Drugs Prescribed Widely for Common Conditions Linked to Orthostatic Hypotension

White pills alongside a stethoscope.
White pills alongside a stethoscope.
The meta-analysis included 69 RCTs with a total of 27,079 patients.

The risk of orthostatic hypotension (OH) was found to be significantly increased with a variety of medications, particularly sympathetic inhibitors, according to the findings of a systematic review and meta-analysis published in PLOS Medicine.

To assess the association between different medication classes and the risk of OH, study authors searched EMBASE, MEDLINE, and Web of Science databases to obtain randomized placebo-controlled trials (RCTs) reporting on OH as an adverse effect in adults. “Summary odds ratios (ORs) were estimated for OH using fixed effects Mantel–Haenszel statistics,” the authors explained.
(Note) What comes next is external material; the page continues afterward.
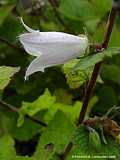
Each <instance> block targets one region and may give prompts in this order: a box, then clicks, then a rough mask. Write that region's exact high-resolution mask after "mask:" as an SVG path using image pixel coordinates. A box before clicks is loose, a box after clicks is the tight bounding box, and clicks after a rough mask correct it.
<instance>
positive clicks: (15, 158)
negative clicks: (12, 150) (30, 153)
mask: <svg viewBox="0 0 120 160" xmlns="http://www.w3.org/2000/svg"><path fill="white" fill-rule="evenodd" d="M15 160H36V159H35V158H34V157H28V156H24V157H23V156H17V157H16V158H15Z"/></svg>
The meta-analysis included 69 RCTs with a total of 27,079 patients. Results showed that the odds of OH were significantly increased with beta-blockers (OR 7.76; 95% CI, 2.51-24.03) and tricyclic antidepressants (OR 6.30; 95% CI, 2.86-13.91) when compared with placebo. Findings also revealed that alpha-blockers, antipsychotics, and sodium–glucose cotransporter-2 (SGLT-2) inhibitors were associated with higher odds of OH vs placebo (up to a 2-fold increase).

No significant differences in OH risk were observed when vasodilators (calcium channel blockers [CCBs], angiotensin-converting enzyme [ACE] inhibitors/angiotensin receptor blockers [ARBs], selective serotonin reuptake inhibitors [SSRIs]) were compared with placebo; however, the authors noted that this may be dependent upon dose, age and comorbidities.

“Drugs targeting multiple parts of the orthostatic blood pressure (BP) reflex pathway (eg, sympathetic inhibition, vasodilation, cardio-inhibitory effects) may carry cumulative risk, suggesting that individuals with polypharmacy could benefit from postural BP monitoring,” the authors concluded.


Bhanu C, Nimmons D, Petersen I. Drug-induced orthostatic hypotension: A systematic review and meta-analysis of randomised controlled trials. PLoS Med. Published online November 9, 2021. doi.org/10.1371/journal.pmed.1003821.